Page 24 of Killer Secrets


Font Size:  

With that, she’d learned that words could take you to other places, other lives, other outcomes. They could give voice to the emotions eating her raw inside and make her feel better at the same time. For a kid as strange as she was, they could give her friends—not the kind she went shopping or to movies with, the kind who knew everything about her, but online friends who lived elsewhere, who didn’t know her real name or where she lived or how old she was or if she was even a girl, but they chose to take her on faith.

They’d given her a way to start coping with her nightmares—catharsis, her psychologist called it—and now she wondered if they might give her a way to cope with the new issues in her life.

Sam Douglas in particular.

Don’t you want a boyfriend someday? Mila had always said no. She had always lied. More than anything in the world, she wanted to be normal, and that meant friends and best friends and boyfriends and dating and falling in love and getting married and having kids.

The thought of all that made her skin tingle and her lungs tighten. She couldn’t handle that many people, that much complexity, that many opportunities to hurt or be hurt. But everything in life started with one step. Choose a plant. Dig a hole. Put it in. Water. Water. Water. Watch it grow. Feed it. Clip the blossoms to enjoy inside. Deadhead it. Water it more.

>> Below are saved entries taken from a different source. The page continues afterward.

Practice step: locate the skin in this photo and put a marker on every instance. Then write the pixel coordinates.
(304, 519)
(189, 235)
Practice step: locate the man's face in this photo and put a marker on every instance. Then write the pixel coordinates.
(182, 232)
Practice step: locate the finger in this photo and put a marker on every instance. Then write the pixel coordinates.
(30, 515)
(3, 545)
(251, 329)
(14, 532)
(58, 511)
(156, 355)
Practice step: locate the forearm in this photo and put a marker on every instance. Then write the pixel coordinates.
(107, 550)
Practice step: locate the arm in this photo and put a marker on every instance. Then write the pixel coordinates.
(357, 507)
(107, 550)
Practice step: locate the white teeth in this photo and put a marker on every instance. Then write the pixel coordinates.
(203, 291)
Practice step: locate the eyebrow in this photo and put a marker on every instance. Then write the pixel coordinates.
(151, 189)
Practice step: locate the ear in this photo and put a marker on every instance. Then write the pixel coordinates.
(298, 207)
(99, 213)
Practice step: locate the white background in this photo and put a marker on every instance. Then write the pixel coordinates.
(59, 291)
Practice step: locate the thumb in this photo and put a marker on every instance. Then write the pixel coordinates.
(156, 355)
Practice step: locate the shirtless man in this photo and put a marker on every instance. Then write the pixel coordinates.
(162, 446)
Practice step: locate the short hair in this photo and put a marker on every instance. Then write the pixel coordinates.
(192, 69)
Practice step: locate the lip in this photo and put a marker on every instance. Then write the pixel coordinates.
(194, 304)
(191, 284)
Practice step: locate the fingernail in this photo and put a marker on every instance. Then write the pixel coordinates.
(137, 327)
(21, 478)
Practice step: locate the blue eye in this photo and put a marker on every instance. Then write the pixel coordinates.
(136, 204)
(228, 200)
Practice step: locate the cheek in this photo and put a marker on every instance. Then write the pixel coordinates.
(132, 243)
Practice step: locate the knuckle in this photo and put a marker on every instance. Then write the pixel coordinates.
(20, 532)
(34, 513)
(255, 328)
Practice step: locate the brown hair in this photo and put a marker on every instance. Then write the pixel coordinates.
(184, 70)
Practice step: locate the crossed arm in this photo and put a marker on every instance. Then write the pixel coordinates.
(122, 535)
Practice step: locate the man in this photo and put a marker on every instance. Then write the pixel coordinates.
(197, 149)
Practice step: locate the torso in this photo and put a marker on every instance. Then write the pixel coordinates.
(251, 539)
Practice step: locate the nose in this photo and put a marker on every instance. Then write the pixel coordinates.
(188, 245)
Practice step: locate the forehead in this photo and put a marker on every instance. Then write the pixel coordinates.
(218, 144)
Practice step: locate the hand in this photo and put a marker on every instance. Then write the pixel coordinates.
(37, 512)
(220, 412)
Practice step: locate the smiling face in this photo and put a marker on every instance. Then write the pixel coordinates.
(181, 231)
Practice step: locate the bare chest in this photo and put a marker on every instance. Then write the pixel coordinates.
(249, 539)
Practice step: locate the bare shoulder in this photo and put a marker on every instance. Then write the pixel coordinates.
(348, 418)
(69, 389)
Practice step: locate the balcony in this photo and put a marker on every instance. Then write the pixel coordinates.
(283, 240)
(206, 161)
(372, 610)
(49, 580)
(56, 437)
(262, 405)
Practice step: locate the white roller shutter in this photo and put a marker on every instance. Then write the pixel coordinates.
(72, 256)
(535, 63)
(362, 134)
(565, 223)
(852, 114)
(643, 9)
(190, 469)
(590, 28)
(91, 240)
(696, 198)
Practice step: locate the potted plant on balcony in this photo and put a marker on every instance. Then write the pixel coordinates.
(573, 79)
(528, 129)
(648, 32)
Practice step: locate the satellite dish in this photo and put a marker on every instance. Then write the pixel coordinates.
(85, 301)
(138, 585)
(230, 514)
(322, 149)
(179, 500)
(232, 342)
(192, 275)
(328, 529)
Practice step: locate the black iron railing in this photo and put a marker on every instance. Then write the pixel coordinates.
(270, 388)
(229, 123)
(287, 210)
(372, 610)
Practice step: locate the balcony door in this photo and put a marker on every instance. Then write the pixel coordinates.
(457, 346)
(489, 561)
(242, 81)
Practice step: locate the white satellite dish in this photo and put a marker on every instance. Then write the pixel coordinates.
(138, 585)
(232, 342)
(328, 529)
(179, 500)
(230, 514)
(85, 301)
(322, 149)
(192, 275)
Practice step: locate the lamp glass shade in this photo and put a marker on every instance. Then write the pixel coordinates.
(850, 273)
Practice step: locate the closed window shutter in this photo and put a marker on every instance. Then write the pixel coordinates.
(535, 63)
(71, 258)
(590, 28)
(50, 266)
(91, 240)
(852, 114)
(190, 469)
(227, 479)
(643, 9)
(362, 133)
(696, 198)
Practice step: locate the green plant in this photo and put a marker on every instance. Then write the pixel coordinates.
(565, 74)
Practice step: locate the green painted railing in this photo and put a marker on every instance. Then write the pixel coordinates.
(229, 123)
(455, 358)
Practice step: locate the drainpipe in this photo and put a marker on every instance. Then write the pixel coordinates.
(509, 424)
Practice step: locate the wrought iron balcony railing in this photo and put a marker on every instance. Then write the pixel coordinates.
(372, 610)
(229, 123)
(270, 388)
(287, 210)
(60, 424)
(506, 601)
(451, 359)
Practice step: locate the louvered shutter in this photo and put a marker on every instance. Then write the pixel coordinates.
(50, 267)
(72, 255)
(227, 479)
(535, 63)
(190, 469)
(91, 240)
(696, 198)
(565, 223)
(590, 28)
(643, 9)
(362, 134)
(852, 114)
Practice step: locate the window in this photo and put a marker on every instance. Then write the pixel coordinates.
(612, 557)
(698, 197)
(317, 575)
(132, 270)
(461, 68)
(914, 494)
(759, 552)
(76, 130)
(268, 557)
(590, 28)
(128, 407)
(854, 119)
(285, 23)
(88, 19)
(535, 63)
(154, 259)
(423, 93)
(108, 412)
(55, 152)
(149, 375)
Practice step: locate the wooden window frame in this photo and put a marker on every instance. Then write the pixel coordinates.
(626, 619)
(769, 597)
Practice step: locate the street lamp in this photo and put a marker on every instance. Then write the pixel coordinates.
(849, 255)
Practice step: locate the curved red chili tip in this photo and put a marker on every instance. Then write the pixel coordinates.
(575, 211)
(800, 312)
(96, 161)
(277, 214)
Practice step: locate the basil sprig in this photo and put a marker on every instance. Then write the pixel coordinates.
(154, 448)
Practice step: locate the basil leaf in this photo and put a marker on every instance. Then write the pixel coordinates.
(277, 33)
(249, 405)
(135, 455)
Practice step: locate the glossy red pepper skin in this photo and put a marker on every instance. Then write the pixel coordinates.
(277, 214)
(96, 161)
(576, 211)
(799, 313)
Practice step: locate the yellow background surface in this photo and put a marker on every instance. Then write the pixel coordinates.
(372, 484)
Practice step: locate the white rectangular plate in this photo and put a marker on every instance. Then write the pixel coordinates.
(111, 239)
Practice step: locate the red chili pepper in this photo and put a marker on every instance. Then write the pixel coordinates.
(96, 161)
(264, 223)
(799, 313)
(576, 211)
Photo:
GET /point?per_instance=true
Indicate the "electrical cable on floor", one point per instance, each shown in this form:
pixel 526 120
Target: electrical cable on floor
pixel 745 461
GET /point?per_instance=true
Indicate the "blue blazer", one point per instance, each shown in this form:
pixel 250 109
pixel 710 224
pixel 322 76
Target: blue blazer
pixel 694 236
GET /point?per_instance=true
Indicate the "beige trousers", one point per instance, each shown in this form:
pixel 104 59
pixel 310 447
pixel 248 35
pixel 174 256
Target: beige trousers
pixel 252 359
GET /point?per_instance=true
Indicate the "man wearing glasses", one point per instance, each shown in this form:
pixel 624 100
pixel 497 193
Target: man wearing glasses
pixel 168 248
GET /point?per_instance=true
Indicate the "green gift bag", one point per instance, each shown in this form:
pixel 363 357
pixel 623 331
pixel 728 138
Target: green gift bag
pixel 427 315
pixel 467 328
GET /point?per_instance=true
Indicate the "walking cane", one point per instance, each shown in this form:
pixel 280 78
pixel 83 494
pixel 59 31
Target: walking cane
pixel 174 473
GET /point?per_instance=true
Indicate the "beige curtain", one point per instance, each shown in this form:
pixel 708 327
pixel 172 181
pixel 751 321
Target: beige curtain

Friend–best friend–boyfriend–dating–love–marriage–kids surely must be the same way. There was only one step she had to take first, before any of the rest of it could become even a remote possibility.

She had to open herself up. Gramma told her so. Her psychologist told her so. Common sense told her so. Granted, Gramma, her psychologist and common sense didn’t know how incredibly difficult a first step that was, and she did, because she’d been trying and failing for fifteen years. It was so much less scary alone in her little house with Poppy. If she let no one in, then no one could hurt her. If no one saw how vulnerable she was, no one would take advantage of her. If she didn’t ask anyone to trust her, no one could expect her to trust them.

No one could be disappointed in her. No one could ever see how damaged she was. How afraid she was. How lonely she was.

She sat on her front porch, the sun barely lighting the Monday-morning sky, with a cup of iced coffee in one hand, her feet propped on the porch railing and a notebook leaning against her knees. It was a cheap spiral notebook, bought at Walmart in a back-to-school sale. She’d filled a few pages this morning with her jumbled thoughts, trying to find some order.

She hadn’t found it by the time Ruben pulled up, but her mind was calmer. Sliding to her feet, she set the book and ink pen just inside the door on the end table, called goodbye to Poppy, and locked up before hurrying to the truck.

In her mind, she practiced words that came naturally to everyone in her world except her. She climbed into the front seat, yanked the door shut and balanced her coffee, breathed deeply, stared straight ahead and said, “Good morning.”

A moment’s silence, then Alejandro muttered something, and Ruben grunted.

Again she breathed deeply. That wasn’t as hard as she’d thought it might be. If she’d learned it when she was little, like most kids, it would have been as easy as breathing.

They’d gone a mile or so when Ruben flicked his gaze her way. “Good weekend?”

If she hadn’t seen him look at her, she wouldn’t have considered he might be talking to her. “Yes,” she said. “Uh, yeah.”

How about that? She’d made small talk.

Their second client on Mondays was the worst one. Mr. Greeley had invested wisely and retired at fifty. With Mrs. Greeley long since moved on to husband number two and having taken the kids with her, he didn’t seem to have anything to keep him busy besides harassing the help. He told his housekeeper how to mop the kitchen floor, argued the pH of the water with the pool service, insisted Mila deadhead at a precise forty-degree angle and pestered every other soul who set foot on his property.

She’d once overheard Mario tell Alejandro that what the man needed was a woman. What he needed was a purpose in life. He should go back to work, volunteer at some charity, give himself a reason to get out of bed in the morning so he didn’t have to berate others to feel useful. Who retired at fifty—in this case, quit living at fifty—just because he could?